Texas’ Austin Police Department said Friday that DNA testing turned up a deceased suspect in the 1991 killing of four people at an I Can’t Believe It’s Yogurt! shop.
The suspect in the killings, police said, is Robert Eugene Brashers, who killed himself in 1999. The police added that the investigation into the murders remains ongoing.
First responders found sisters Jennifer Harbison, 17, and Sarah Harbison, 15, Eliza Thomas, 17, and Amy Ayers, 13, bound with underwear, gagged with cloth and shot in the head inside the burning store on Dec. 6, 1991, according to The Associated Press.
Other suspects were previously convicted in their deaths. Robert Springsteen IV and Michael Scott confessed in 1999 but later took it back and said police coerced them, according to the Austin American-Statesman.
Mr. Springsteen’s conviction and death sentence were overturned in 2006 after a court found his confession was used against him improperly, while Mr. Scott’s conviction and life sentence were overturned in 2007 for similar reasons.
Prosecutors then dismissed the charges against both in 2009 after new DNA testing failed to implicate either man, according to the American-Statesman.
The yogurt shop case is not the first tied to Brashers by DNA testing since his 1999 suicide.

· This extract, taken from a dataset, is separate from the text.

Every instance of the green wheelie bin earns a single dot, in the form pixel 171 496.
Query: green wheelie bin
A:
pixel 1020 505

In 2018, the Missouri State Highway Patrol said DNA evidence connected Brashers to the 1990 killing of Genevieve Zitricki, 28, in her Greenville, South Carolina, home; the 1997 rape of a 14-year-old girl in Memphis, Tennessee; and the 1998 murder of Sherri Scherer, 38, and Megan Scherer, 12, in Portageville, Missouri. Megan was also sexually assaulted, police said.
Brashers killed himself at the end of a four-hour standoff with law enforcement at a Kennett, Missouri, motel in 1999, the Missouri State Highway Patrol said. He was 40.